Mark Norman soon joined the fray and immediately sent things in the beautiful, driving trance direction, tantamount to which, was his own, “Colour My Eyes”. It was at this point I remembered this review, and in doing so thought it pertinent to take a peek at what was going on elsewhere in the club. Upstairs Kemuri and MC Losty were wowing a reasonably steady Beatfix room, and further up to Cargo where Ben Morris was delivering his own blend of Friday (Saturday) frivolities, where confusingly there were as many people jammed onto the S-E landing, as there were on the dance floor.
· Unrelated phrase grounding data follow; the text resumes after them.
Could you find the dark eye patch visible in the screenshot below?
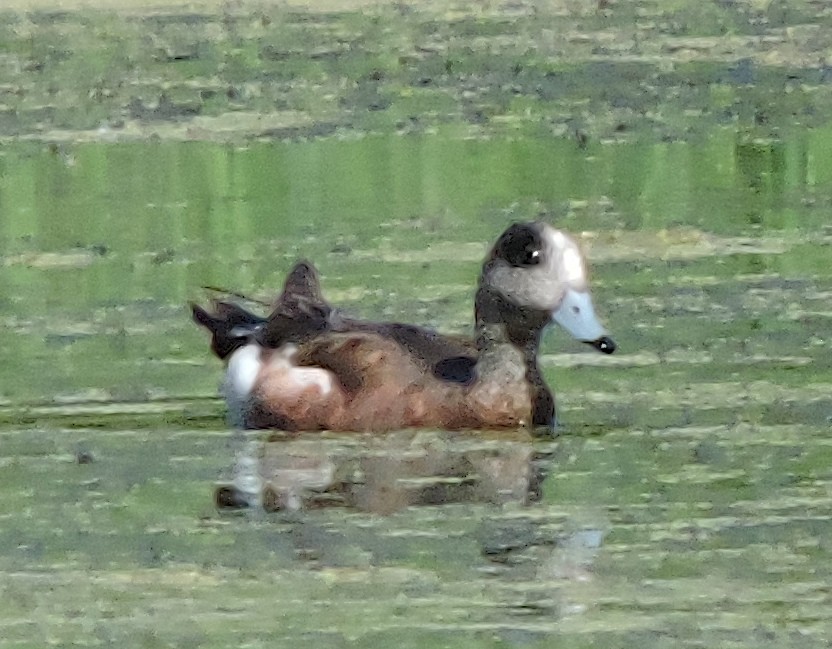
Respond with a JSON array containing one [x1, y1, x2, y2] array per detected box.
[[493, 223, 543, 267]]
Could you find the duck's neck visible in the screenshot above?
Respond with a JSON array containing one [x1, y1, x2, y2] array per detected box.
[[475, 286, 555, 429]]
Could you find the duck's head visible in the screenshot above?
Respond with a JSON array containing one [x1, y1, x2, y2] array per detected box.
[[478, 221, 615, 353]]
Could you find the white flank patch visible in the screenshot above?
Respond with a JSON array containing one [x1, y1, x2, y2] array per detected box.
[[269, 344, 333, 396], [291, 368, 333, 395]]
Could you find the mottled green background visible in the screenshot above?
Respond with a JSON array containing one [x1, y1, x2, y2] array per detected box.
[[0, 1, 831, 647]]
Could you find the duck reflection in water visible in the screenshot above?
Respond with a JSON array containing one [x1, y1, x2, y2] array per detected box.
[[214, 430, 557, 515]]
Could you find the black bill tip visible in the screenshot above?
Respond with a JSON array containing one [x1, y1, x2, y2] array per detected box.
[[587, 336, 616, 354]]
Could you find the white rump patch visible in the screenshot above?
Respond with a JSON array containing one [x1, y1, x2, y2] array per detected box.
[[224, 344, 263, 400], [223, 344, 264, 428]]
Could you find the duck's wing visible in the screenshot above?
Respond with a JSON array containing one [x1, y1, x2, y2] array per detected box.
[[292, 322, 478, 392], [374, 323, 478, 384], [292, 332, 377, 395], [191, 300, 266, 359]]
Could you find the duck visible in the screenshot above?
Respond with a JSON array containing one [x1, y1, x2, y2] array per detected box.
[[191, 221, 615, 433]]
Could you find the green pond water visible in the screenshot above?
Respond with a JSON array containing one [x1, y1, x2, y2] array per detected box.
[[2, 2, 832, 647]]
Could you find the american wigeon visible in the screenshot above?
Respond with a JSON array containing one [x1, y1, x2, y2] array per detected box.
[[192, 221, 615, 432]]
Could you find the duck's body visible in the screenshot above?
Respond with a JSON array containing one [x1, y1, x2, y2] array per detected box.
[[192, 222, 615, 432]]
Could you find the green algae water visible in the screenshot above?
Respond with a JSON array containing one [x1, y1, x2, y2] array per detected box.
[[1, 1, 832, 647]]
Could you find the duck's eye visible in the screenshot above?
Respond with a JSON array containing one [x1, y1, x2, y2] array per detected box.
[[515, 246, 542, 266]]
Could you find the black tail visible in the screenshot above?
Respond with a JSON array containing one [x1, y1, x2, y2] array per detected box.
[[191, 301, 266, 360]]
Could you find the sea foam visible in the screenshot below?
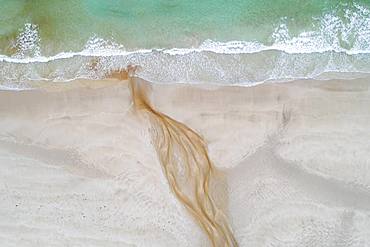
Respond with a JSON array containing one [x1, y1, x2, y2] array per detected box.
[[1, 3, 370, 88]]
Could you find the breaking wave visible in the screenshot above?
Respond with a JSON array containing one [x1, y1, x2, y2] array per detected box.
[[1, 2, 370, 87]]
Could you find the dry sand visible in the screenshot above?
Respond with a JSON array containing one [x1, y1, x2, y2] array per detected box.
[[0, 78, 370, 246]]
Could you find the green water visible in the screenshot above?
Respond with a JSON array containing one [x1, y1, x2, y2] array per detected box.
[[1, 0, 369, 55], [1, 0, 370, 86]]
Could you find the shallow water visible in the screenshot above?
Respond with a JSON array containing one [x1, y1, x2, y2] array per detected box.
[[1, 0, 370, 85], [1, 0, 359, 53]]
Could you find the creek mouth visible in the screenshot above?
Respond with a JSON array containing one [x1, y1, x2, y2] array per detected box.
[[107, 67, 238, 247]]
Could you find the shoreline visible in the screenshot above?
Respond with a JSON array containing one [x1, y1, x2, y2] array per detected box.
[[1, 78, 370, 246]]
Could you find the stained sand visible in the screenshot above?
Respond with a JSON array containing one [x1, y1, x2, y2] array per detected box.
[[0, 78, 370, 246]]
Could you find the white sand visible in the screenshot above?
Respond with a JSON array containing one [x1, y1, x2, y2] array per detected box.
[[0, 78, 370, 246]]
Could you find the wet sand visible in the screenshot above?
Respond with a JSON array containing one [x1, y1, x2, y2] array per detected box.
[[0, 78, 370, 246]]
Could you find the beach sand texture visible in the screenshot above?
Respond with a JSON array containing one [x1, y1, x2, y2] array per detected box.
[[0, 78, 370, 246]]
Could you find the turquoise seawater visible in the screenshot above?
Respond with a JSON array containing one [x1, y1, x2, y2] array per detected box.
[[1, 0, 370, 86]]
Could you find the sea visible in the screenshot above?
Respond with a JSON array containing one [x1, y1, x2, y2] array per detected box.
[[1, 0, 370, 88]]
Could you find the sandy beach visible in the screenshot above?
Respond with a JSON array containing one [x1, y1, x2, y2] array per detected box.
[[1, 78, 370, 246], [2, 1, 370, 246]]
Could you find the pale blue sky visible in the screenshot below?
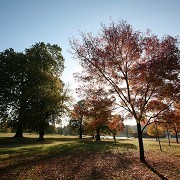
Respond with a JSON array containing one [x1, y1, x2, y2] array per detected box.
[[0, 0, 180, 97]]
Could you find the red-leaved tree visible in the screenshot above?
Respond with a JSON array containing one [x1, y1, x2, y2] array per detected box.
[[70, 20, 179, 161], [108, 114, 124, 144], [70, 100, 86, 138], [85, 93, 114, 141]]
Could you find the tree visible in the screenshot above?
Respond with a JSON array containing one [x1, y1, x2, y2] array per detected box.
[[74, 70, 116, 140], [24, 42, 65, 141], [70, 100, 86, 138], [158, 120, 172, 146], [108, 114, 124, 144], [0, 49, 29, 138], [162, 108, 180, 144], [147, 123, 164, 138], [0, 43, 65, 140], [84, 91, 114, 141], [70, 20, 179, 161], [124, 125, 135, 138], [46, 124, 57, 134]]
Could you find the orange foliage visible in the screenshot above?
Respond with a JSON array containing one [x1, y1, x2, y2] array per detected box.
[[108, 115, 124, 133]]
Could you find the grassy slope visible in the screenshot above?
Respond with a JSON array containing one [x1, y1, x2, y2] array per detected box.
[[0, 133, 179, 179]]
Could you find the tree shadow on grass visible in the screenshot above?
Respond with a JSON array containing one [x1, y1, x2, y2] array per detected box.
[[0, 136, 78, 148], [78, 139, 138, 153], [117, 142, 137, 150], [0, 139, 136, 171], [143, 161, 168, 180], [0, 138, 174, 179]]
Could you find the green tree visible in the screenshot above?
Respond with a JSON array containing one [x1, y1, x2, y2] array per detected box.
[[0, 49, 29, 138], [24, 42, 65, 140], [0, 43, 65, 140]]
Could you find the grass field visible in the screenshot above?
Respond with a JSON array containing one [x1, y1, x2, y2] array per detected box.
[[0, 133, 179, 179]]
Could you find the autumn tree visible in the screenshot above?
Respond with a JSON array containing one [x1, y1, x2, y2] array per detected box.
[[83, 88, 114, 141], [70, 100, 86, 138], [162, 108, 180, 144], [147, 123, 164, 138], [108, 114, 124, 144], [70, 20, 179, 161]]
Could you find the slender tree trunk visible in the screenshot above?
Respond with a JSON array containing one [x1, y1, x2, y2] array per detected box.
[[79, 118, 83, 138], [166, 127, 171, 146], [175, 130, 179, 144], [137, 122, 145, 162], [113, 134, 116, 144], [37, 131, 45, 141], [96, 128, 101, 141], [155, 122, 162, 151], [79, 131, 83, 138]]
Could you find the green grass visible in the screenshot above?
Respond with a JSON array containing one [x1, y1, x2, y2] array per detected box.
[[0, 133, 179, 159], [0, 133, 138, 163], [0, 135, 132, 155], [120, 138, 180, 156]]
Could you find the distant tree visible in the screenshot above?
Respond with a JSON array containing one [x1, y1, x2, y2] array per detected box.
[[162, 108, 180, 144], [85, 92, 114, 141], [70, 100, 86, 138], [62, 124, 75, 136], [56, 126, 63, 135], [70, 20, 179, 161], [45, 124, 56, 134], [124, 125, 135, 138], [159, 120, 171, 146], [108, 114, 124, 144], [147, 122, 164, 138], [83, 119, 96, 138]]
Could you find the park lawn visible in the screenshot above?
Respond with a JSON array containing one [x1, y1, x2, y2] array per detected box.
[[0, 134, 179, 179]]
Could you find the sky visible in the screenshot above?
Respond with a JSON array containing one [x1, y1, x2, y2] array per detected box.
[[0, 0, 180, 125]]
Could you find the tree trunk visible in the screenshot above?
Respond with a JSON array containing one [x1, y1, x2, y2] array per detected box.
[[79, 132, 83, 138], [175, 130, 179, 144], [79, 118, 83, 138], [96, 128, 101, 141], [155, 122, 162, 151], [166, 128, 171, 146], [137, 122, 145, 162], [14, 122, 23, 138], [37, 131, 45, 141], [113, 134, 116, 144]]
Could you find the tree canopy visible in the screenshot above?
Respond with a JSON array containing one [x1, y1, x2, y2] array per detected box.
[[70, 20, 180, 161], [0, 42, 66, 140]]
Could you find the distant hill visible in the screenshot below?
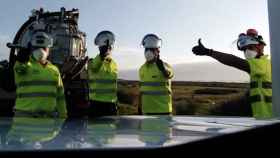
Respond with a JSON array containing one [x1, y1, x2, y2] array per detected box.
[[119, 62, 249, 83]]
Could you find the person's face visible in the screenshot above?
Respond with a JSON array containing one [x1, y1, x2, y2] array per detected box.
[[256, 44, 265, 54], [145, 48, 160, 63], [154, 48, 160, 57], [146, 48, 159, 57], [244, 44, 264, 56], [99, 45, 112, 55], [245, 45, 258, 51]]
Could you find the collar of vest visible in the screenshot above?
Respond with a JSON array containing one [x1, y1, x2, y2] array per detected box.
[[259, 55, 269, 59], [145, 62, 156, 65], [104, 56, 112, 62], [30, 57, 50, 66], [248, 55, 269, 61]]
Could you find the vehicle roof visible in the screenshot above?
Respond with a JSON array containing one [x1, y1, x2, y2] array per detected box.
[[0, 115, 279, 151]]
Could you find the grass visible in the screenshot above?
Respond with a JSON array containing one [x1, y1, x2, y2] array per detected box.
[[0, 79, 252, 117], [117, 80, 252, 116]]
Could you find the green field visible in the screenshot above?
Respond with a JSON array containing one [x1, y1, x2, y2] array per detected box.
[[117, 80, 252, 116], [0, 80, 252, 117]]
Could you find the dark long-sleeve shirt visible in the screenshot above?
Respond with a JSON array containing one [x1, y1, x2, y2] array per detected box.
[[209, 50, 250, 74]]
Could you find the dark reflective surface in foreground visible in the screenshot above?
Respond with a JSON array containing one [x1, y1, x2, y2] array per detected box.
[[0, 116, 279, 151]]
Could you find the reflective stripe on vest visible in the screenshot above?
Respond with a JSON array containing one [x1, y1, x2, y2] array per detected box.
[[17, 80, 57, 87], [17, 92, 56, 98], [89, 79, 117, 95], [140, 81, 170, 96], [15, 110, 58, 118], [250, 81, 272, 89], [141, 91, 171, 96], [250, 95, 272, 103], [140, 81, 169, 87], [89, 79, 116, 84], [90, 89, 116, 94]]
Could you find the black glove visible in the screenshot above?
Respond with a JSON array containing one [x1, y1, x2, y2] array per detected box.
[[99, 46, 109, 60], [192, 39, 213, 56], [16, 47, 31, 63], [156, 58, 165, 72], [156, 58, 170, 77]]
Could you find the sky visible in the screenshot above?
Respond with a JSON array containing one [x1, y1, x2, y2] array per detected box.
[[0, 0, 270, 71]]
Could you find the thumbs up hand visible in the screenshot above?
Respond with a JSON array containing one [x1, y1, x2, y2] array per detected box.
[[192, 39, 212, 56]]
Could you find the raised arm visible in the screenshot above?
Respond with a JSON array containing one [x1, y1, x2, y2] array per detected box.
[[88, 55, 103, 73], [156, 58, 174, 79], [192, 39, 250, 73]]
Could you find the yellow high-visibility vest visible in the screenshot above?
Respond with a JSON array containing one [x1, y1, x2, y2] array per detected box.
[[138, 117, 171, 146], [87, 120, 116, 146], [248, 55, 272, 119], [88, 55, 118, 103], [139, 62, 174, 114], [14, 58, 67, 118], [7, 117, 64, 143]]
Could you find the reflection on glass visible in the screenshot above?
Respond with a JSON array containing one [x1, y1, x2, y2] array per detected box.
[[0, 116, 279, 151], [5, 117, 65, 150], [138, 116, 172, 147], [0, 118, 13, 149], [87, 118, 117, 147], [55, 119, 89, 149]]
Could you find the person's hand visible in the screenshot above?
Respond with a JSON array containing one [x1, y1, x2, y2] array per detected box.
[[99, 52, 107, 60], [16, 47, 31, 63], [156, 58, 165, 72], [192, 39, 212, 56], [99, 46, 110, 60], [156, 57, 171, 78]]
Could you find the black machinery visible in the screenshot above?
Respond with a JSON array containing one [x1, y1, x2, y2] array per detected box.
[[0, 8, 90, 117]]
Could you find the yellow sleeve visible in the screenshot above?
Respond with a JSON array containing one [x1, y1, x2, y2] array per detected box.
[[56, 72, 67, 118], [14, 61, 30, 75], [89, 55, 103, 73], [164, 62, 174, 79], [139, 65, 145, 81], [113, 60, 118, 75]]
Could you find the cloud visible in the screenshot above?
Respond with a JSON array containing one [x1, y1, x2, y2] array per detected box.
[[119, 61, 249, 82], [115, 47, 250, 82], [114, 46, 143, 54], [163, 53, 215, 65], [0, 35, 10, 60], [112, 46, 144, 70], [112, 45, 223, 70], [172, 61, 249, 82]]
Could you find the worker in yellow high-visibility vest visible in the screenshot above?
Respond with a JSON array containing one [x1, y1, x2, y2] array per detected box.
[[88, 31, 118, 117], [7, 117, 65, 146], [192, 29, 272, 119], [14, 31, 67, 118], [138, 116, 172, 147], [139, 34, 174, 115]]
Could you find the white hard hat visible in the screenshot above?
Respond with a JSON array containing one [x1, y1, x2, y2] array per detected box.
[[94, 31, 115, 47], [141, 34, 162, 48], [31, 31, 53, 48], [237, 34, 259, 50]]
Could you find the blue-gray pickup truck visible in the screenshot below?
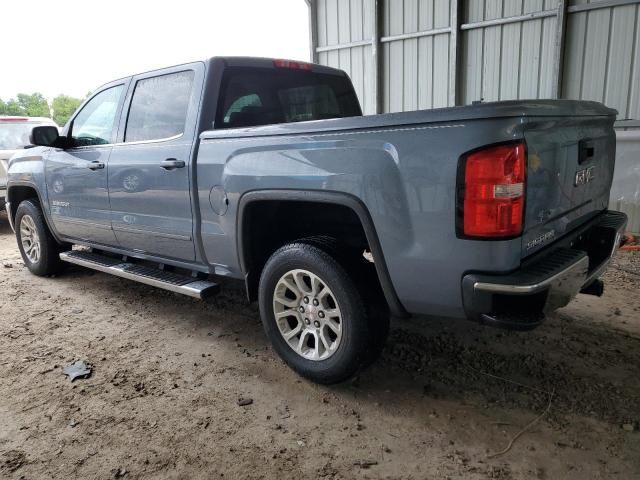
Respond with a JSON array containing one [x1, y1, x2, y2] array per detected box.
[[5, 57, 627, 384]]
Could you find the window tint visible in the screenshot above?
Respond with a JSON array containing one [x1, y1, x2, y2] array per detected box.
[[125, 70, 194, 143], [217, 67, 361, 129], [224, 94, 261, 123], [71, 85, 124, 147], [277, 85, 338, 123]]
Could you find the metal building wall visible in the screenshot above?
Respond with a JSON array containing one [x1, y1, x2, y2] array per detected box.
[[309, 0, 640, 122], [460, 0, 559, 104], [309, 0, 640, 230], [316, 0, 378, 114], [564, 0, 640, 122], [382, 0, 453, 112]]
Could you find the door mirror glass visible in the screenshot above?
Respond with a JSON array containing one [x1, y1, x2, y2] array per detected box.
[[30, 125, 60, 147], [70, 85, 124, 147]]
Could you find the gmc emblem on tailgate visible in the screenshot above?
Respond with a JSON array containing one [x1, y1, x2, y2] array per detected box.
[[575, 166, 596, 186]]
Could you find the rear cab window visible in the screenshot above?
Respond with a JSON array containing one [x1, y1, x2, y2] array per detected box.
[[216, 66, 361, 129]]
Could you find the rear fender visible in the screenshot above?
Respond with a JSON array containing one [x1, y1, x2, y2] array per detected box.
[[237, 190, 408, 318]]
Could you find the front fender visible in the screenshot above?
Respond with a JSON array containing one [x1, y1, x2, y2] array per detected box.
[[7, 147, 50, 201], [6, 147, 58, 239]]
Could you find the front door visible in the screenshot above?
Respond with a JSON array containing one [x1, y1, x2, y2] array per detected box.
[[108, 66, 202, 262], [45, 83, 127, 245]]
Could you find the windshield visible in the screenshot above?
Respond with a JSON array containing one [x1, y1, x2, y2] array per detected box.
[[0, 122, 47, 150]]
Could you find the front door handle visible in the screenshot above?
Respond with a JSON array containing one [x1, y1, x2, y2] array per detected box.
[[87, 161, 105, 170], [161, 158, 185, 170]]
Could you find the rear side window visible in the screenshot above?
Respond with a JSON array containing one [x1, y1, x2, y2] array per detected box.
[[216, 67, 361, 129], [125, 70, 194, 142]]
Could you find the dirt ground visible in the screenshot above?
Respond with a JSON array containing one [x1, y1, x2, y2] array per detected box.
[[0, 213, 639, 480]]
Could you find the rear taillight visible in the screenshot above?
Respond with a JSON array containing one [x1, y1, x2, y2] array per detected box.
[[459, 142, 526, 238], [273, 59, 311, 70]]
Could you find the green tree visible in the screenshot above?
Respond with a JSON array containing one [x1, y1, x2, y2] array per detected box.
[[51, 95, 82, 126], [0, 93, 50, 117], [5, 98, 25, 115], [16, 93, 50, 117]]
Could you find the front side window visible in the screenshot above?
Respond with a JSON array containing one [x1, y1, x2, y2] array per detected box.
[[125, 70, 194, 143], [71, 85, 124, 147]]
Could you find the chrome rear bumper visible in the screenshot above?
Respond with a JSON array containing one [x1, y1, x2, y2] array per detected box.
[[462, 210, 628, 330]]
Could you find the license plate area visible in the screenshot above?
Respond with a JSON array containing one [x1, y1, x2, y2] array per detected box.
[[571, 224, 619, 273]]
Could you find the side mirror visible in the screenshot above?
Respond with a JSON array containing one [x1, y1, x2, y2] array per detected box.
[[30, 125, 61, 147]]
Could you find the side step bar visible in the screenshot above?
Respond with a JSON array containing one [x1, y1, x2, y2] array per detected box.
[[59, 251, 219, 299]]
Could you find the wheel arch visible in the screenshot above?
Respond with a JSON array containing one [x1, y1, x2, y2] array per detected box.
[[236, 190, 408, 318], [7, 183, 61, 242]]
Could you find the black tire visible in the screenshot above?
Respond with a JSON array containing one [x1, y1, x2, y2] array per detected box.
[[296, 236, 390, 368], [15, 199, 65, 276], [259, 242, 370, 384]]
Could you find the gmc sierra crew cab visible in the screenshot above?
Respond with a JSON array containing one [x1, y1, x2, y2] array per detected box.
[[5, 57, 627, 384]]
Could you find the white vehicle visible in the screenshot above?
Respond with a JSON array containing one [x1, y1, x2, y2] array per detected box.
[[0, 116, 58, 210]]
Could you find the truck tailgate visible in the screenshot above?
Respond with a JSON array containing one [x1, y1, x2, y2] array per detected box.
[[522, 105, 617, 257]]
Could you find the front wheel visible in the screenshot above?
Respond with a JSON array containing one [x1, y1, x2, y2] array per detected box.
[[15, 199, 65, 276], [258, 242, 371, 384]]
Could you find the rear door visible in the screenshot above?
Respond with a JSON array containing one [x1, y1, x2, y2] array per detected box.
[[45, 81, 128, 244], [108, 63, 203, 261]]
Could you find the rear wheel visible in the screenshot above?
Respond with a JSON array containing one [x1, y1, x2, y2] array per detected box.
[[15, 199, 65, 276], [294, 236, 390, 368], [259, 242, 373, 384]]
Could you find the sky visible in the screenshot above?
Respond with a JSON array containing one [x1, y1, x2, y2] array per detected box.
[[0, 0, 310, 100]]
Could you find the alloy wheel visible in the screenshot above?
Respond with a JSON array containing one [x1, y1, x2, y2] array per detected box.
[[20, 214, 41, 263], [272, 269, 343, 361]]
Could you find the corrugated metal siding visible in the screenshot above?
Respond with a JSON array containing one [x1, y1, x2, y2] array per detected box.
[[564, 0, 640, 121], [312, 0, 640, 228], [316, 0, 378, 114], [460, 0, 559, 104], [382, 0, 452, 112], [610, 130, 640, 233], [315, 0, 455, 114], [313, 0, 640, 120]]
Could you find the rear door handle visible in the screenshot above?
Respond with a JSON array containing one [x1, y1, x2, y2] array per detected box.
[[87, 161, 105, 170], [161, 158, 185, 170]]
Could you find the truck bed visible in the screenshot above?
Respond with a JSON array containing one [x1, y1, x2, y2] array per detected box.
[[196, 99, 617, 319]]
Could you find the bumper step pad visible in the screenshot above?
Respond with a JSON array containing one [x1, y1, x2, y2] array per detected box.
[[59, 250, 219, 299]]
All very strange.
I headed back downstairs for an earful of the more pleasing stuff, and was delighted with Norman’s efforts. His last hour bordered on the epic, with the highlight being Armin’s “Control Freak”, and the latest hyper-explosive, Euro goliath Sander van Doorn’s remix of the 4-String’s bomb “Take Me Away”. Norman finished up by dropping one of my all time favourites, Tiesto’s “Lethal Industry”, complete with extended intro, and finally Young Parisian’s “Jump the Next Train”.
With a partner keen to catch a few hours kip before Saturday morning house hunting, we headed for the door around 4am. Jumping Jack had produced another technical “ten”, Fijneman had satisfied, if not bemused, and Norman had delivered a set that would not have been out of place on the main GK line-up the previous Sunday. Meanwhile the kids kept raving, torched fluoro-man kept searching for something he’d never find, and we left with a familiar tune ringing in our ears; chik-chik-chikka-chick-aaaa oooooooohhhh yeaaaaaah.